Speech Recognizer

Made by SeanvonB | Source

This was my final for Udacity's Natural Language Processing Nanodegree, which I completed in late 2020. It's really a summative project for all of my School of AI Nanodegrees: AI Programming and Computer Vision included; because it relies heavily on the knowledge from all three courses.

In data science terms, I should actually call this an Automatic Speech Recognition (ASR) pipeline. An ASR pipeline recieves spoken audio as input and returns a text transcript of the speech as output, so you'll often find this at the heart of speech recognition or dictation software. The end result should look something like this:

I'll explain the process across the following three sections:

  1. Preprocessing
  2. Models
  3. Prediction

Let's get started!

1.0 Preprocessing

As always, I begin by examining the dataset. For this project, Udacity provided us with the LibriSpeech Corpus, which is about 1,000 hours of English speech samples compiled from public domain audio books. The full corpus can be found here; however, for this project, Udacity selected a small subset to help reduce the training burden.

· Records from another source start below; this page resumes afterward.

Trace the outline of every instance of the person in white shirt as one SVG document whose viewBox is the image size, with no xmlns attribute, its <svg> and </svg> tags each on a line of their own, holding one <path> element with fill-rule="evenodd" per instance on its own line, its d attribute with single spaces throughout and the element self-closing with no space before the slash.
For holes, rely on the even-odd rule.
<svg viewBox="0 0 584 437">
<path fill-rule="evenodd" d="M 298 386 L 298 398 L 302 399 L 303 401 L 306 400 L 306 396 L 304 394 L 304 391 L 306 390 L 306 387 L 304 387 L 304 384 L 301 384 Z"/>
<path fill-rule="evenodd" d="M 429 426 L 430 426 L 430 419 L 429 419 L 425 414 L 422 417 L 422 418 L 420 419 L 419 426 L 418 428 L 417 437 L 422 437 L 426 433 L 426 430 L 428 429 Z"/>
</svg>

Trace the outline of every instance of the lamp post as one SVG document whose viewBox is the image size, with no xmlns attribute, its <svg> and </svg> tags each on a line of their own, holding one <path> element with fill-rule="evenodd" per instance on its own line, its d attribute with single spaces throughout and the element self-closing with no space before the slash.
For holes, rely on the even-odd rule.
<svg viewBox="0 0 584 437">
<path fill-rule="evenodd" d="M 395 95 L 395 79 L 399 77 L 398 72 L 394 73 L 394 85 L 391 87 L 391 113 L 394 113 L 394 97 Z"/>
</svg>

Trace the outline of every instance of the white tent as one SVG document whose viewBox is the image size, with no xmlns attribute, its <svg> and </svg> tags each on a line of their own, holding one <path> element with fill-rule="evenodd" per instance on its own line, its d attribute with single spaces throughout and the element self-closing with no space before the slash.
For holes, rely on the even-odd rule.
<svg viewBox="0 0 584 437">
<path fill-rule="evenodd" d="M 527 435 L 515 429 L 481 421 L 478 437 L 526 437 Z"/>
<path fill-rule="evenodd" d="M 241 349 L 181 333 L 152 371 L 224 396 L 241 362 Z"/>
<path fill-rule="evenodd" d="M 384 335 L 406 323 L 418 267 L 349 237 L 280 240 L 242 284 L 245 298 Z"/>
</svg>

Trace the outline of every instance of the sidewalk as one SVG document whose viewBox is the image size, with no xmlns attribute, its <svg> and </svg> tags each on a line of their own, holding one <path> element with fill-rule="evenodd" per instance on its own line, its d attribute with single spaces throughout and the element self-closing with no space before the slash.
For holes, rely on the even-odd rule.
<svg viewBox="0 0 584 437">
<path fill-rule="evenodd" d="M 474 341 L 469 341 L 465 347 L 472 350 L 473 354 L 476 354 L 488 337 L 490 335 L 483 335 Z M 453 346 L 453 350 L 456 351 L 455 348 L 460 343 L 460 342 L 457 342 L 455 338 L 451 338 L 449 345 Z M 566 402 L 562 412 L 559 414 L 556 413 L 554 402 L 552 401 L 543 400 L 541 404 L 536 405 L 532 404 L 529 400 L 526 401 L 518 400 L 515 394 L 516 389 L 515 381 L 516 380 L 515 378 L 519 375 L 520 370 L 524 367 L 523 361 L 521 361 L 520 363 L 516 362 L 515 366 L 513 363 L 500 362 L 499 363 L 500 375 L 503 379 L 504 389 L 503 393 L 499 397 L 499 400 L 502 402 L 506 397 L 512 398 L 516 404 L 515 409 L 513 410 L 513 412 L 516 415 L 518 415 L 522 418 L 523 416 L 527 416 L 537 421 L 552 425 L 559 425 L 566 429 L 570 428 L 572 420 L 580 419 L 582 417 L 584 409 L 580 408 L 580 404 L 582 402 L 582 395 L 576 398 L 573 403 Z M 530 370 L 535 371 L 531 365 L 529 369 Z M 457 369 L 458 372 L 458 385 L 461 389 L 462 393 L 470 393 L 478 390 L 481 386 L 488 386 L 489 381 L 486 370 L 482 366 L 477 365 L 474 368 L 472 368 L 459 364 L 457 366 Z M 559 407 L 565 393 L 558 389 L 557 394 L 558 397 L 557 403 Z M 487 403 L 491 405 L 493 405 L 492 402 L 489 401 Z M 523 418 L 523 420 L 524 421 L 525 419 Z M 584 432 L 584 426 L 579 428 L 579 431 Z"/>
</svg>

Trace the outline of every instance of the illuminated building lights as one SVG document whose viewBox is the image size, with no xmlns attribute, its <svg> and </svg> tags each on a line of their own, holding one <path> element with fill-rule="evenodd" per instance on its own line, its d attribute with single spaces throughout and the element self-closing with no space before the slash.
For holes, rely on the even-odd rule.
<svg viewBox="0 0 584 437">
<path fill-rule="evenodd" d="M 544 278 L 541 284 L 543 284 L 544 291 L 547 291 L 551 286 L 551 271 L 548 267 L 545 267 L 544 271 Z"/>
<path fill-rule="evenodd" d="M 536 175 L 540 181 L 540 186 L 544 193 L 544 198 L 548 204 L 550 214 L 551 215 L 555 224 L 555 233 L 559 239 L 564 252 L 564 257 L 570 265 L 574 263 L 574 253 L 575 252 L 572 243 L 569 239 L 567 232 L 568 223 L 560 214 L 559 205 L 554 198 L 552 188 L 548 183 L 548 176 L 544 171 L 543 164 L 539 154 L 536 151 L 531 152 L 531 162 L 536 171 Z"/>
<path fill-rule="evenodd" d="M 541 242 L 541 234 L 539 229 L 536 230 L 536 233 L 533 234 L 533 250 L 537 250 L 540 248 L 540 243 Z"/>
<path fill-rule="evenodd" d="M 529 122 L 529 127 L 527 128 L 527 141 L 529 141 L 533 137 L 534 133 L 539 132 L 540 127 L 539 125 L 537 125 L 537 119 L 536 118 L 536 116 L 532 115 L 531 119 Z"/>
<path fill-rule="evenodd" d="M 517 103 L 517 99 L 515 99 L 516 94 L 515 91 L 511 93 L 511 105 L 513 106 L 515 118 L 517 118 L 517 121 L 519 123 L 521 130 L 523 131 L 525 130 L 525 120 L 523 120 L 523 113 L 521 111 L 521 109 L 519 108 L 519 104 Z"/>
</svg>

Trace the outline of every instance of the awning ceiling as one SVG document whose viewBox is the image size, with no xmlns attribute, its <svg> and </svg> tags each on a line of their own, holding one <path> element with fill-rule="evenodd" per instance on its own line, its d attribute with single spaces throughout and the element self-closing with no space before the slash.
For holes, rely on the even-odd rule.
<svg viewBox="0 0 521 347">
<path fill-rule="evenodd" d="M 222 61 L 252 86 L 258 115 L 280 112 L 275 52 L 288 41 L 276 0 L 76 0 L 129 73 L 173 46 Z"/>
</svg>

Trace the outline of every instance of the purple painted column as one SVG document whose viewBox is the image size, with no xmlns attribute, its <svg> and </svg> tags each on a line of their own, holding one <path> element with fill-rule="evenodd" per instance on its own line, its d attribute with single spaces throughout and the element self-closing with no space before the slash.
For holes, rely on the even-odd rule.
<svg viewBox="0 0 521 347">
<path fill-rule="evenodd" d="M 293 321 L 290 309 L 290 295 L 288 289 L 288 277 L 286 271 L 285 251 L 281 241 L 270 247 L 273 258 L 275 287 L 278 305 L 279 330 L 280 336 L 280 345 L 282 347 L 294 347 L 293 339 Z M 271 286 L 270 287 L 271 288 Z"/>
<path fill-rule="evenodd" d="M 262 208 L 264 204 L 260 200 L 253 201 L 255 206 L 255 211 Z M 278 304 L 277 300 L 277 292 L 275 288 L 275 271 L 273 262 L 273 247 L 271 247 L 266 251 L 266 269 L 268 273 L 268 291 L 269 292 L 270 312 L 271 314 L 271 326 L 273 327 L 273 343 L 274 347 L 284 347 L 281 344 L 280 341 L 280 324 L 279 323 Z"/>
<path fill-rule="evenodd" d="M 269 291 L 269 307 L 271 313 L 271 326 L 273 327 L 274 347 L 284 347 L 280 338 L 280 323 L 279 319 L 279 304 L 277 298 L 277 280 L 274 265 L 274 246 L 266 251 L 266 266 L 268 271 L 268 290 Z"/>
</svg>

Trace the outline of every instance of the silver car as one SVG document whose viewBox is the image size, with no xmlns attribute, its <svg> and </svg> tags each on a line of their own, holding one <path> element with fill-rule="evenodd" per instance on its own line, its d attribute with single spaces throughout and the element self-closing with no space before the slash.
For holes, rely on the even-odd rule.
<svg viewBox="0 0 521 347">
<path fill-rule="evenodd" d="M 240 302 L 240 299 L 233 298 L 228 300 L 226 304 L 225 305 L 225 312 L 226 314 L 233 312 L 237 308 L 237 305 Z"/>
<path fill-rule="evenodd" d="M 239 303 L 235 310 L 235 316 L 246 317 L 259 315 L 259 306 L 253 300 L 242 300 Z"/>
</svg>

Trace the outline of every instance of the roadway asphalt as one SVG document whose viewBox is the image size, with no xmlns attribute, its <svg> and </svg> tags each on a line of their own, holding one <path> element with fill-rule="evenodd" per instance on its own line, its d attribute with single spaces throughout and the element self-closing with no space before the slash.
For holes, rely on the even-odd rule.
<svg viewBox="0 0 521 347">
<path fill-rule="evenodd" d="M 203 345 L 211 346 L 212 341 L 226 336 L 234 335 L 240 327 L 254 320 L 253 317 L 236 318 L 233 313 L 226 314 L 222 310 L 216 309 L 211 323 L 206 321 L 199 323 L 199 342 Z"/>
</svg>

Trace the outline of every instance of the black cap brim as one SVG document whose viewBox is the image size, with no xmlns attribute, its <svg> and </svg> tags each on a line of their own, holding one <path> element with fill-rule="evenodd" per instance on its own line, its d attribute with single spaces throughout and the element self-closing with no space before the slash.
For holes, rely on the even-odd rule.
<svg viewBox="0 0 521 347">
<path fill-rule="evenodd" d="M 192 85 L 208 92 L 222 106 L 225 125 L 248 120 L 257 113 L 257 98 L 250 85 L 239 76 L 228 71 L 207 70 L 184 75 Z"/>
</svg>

The following loads the dataset, which returns these variables:

  • vis_text - transcribed text (label) for the training example.
  • vis_raw_audio - raw audio waveform for the training example.
  • vis_mfcc_feature - mel-frequency cepstral coefficients (MFCCs) for the training example.
  • vis_spectrogram_feature - spectrogram for the training example.
  • vis_audio_path - the file path to the training example.

1.1 Sample the Data

Next, the following will import the tools necessary for visualizing and playing audio samples. The embedded IPython audio player should allow you to listen to the first sample from the dataset:

1.2 Choosing Feature Representation

The above sample isn't yet useful to me, because computers can't hear – at least, not readily. I've read about some deep learning architectures that can read raw audio data, but they're a different beast. However, from projects like my Facial Keypoint Detector and Image Captioner, I've learned that computers can see pretty well. Images are just matrices, so I know the first step to preprocessing this data could simply be to make the audio samples just as matrix-y as possible.

Udacity provided two suggestions:

So, let's look at both...

1.3 Spectrograms

You know 'em, you love 'em, and you didn't know how to calculate them until you borrowed the calculation from this repository for utils.py.

These bad boys are 3D representations of audio signal over time. On the x-axis, you have time; on the y-axis, frequency; and, represented in the third dimension by color, amplitude. Those are all definitely physics words that I learned at one point and briefly re-learned for this project.

To speed up calculations without impacting performance, spectrograms can also be normalized to fall within the range of -1 to 1.

Here's an example of one:

1.4 Mel-Frequency Cepstral Coefficients (MFCCs)

This time, the calculation was boosted from this repository for utils.py.

As I'll show in the example below, MFCCs look like simplified versions of spectrograms. Their calculation involves some "linear cosine transform of a log power spectrum" stuff, but the Mel part caught my attention. The Mel scale is a scale of pitches that human listeners hear as being equidistant from each other, sort of like a scientific solfège. So, while they are simplified spectrograms in some respect, they've been simplified to favor human experience. That sounds like a way to help a model hear as we do. An MFCC feature is also much lower-dimensional than a spectrogram feature, which could help a model generalize – interesting!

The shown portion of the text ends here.